Nadžak-Bilo-Urwaldreservat, Kroatien
Das größte Gebirge Kroatiens, der Velebit, beherbergt auch einige der großartigsten Urwaldreste Kroatiens. Unter diesen Urwäldern und Reservaten, von denen viele über hundert und einige über tausend Hektar groß sind, umfasst Nadžak Bilo nur ca. 18 ha. Außerdem liegt Nadžak Bilo auf einem hohen und scheinbar exponierten Bergrücken. Wie kommt es dann, dass dieses kleine Waldreservat einen der stattlichsten Wälder Kroatiens, vielleicht sogar Europas, beinhaltet? Trotz der geringen Größe des Reservats gibt es hier eine große Konzentration von sehr großen Bäumen, darunter auch zwei Rekordexemplare. Es gibt keine Information darüber, warum oder wann das Reservat gegründet wurde, aber es scheint, dass Nadžak Bilo aufgrund seines alten Baumbestands für die Forschung genutzt wird. Nadžak Bilo ist ein Beispiel dafür, wie prächtige Wälder und Rekordbäume an den entlegensten und scheinbar unbedeutendsten Orten versteckt sein können, und es ist besonders interessant für die Untersuchung der Generationszyklen von Urwäldern.
Der Urwald von Nadžak Bilo ist nicht nur im nördlichen Velebit, sondern auch in Kroatien einzigartig. Er umfasst mehrere sehr große Dolinen, Hänge und Bergrücken, die sich direkt unter den hohen Gipfeln über dem Krasno-Tal befinden. Obwohl der Urwald nicht groß ist, ist er ziemlich abgelegen und vermittelt ein starkes Gefühl von Wildnis. Die Dolinen sind groß genug, um wie kleine Täler die Zusammensetzung des Waldes zu beeinflussen und eine Vielfalt von Standorten zu schaffen. In den Dolinen gibt es tiefere Böden, höhere Luftfeuchtigkeit und besseren Windschutz als auf den umliegenden Gipfeln und Bergrücken. Dies zeigt sich in dem üppigen Unterholz aus Farnen und Pestwurzen (Petasites spp.) sowie in der Moosdecke. Aufgrund der Topografie finden sich unterhalb der Bergkämme mit kleinen und verkümmerten Bäumen sehr ertragreiche Wälder mit hohen Bäumen, die einen starken Kontrast bilden. Der Urwald weist abgesehen von Forschungsmarkierungen keine Anzeichen menschlichen Einflusses auf und liegt auf einer Höhe von ca. 1300–1400 m.
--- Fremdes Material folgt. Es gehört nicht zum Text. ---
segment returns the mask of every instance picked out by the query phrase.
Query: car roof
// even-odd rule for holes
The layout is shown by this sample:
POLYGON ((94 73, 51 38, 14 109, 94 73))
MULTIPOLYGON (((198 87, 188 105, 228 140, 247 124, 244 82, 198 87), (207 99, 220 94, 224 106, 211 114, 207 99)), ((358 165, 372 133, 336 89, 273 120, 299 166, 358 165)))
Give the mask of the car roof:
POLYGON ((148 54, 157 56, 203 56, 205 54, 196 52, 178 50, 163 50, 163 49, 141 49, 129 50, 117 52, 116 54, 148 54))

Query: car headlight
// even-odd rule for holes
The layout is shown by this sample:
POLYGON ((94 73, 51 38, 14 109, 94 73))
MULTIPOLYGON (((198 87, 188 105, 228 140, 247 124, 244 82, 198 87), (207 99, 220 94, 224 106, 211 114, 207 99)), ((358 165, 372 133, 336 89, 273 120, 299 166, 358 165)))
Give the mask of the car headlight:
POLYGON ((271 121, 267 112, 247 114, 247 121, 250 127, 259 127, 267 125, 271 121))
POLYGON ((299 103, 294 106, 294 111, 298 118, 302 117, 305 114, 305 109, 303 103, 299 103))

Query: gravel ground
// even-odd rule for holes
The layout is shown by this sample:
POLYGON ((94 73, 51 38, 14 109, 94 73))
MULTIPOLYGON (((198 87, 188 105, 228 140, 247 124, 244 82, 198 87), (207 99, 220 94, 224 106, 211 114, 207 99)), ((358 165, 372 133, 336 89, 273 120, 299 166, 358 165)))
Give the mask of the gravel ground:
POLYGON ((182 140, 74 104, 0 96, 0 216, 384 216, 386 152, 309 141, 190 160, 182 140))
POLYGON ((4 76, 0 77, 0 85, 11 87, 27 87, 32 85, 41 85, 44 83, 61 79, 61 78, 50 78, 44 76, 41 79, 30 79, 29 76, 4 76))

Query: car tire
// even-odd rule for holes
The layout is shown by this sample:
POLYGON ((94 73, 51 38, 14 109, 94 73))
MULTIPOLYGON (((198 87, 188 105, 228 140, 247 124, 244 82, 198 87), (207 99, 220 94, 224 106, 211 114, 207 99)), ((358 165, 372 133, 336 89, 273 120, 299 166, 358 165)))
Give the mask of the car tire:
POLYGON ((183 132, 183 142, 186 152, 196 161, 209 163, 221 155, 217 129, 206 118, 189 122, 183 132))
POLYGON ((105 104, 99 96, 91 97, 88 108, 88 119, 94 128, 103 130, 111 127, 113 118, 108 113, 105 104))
Klimadaten von anderen ähnlichen Standorten auf dem Velebit zeigen, dass die Jahresmitteltemperatur unter 5 °C liegt, während die jährliche Niederschlagsmenge über 2200 mm beträgt. Nadžak Bilo ist einzigartig wegen seiner Bäume und der interessanten Entwicklungsstadien des Urwalds. Obwohl alle Stadien der Waldentwicklung beobachtet werden können, ist der Übergang vom späten Optimalstadium und Zerfallsstadium zum Stadium des Heranwachsens besonders interessant. In bestimmten Teilen des Reservats gibt es sehr große und alte Einzelbäume, die auch die größten und ältesten überlebenden Individuen ihrer Generation sind. Unmittelbar um diese Baumveteranen, von denen viele abgestorben sind, stehen viele junge Buchen. Wenn die letzten Baumriesen an solchen Standorten fallen und verrotten, hinterlässt der junge Buchenwald keinerlei Hinweise darauf, dass dort früher größere Bäume standen. Diese Generationsdynamik zeigt, wie trügerisch die Zusammensetzung von Wäldern sein kann und wie die heutige Artenzusammensetzung durch die früheren Eigenschaften des Waldes beeinflusst werden. Die Untersuchung solcher Situationen ermöglicht es uns zu verstehen, dass das menschliche Leben nur ein kurzer Einblick in den Lebenszyklus eines Waldes ist.
Die häufigsten Baumarten in Nadžak Bilo sind Rotbuche (Fagus sylvatica), Weiß-Tanne (Abies alba), Fichte (Picea abies) und Berg-Ahorn (Acer pseudoplatanus). Alle diese Baumarten erreichen große Dimensionen. Hänge gibt es nach allen Himmelsrichtungen, am häufigsten jedoch nach Norden, Osten und Westen. Typisch für die Karsttopografie sind Felskuppeln und -abstürze. Ein Teil vom Nadžak Bilo ist noch nicht erforscht, und es gibt fast keine Artikel, die ihn beschreiben. Vielleicht werden noch weitere Bäume von großer Höhe und Größe entdeckt. Aus diesem Grund stammen die Informationen in diesem Bericht direkt von persönlichen Erkundungen sowie von unserem Führer, der den Wald gut kennt. Um Nadžak Bilo zu erreichen, sollte man sich einen Führer suchen.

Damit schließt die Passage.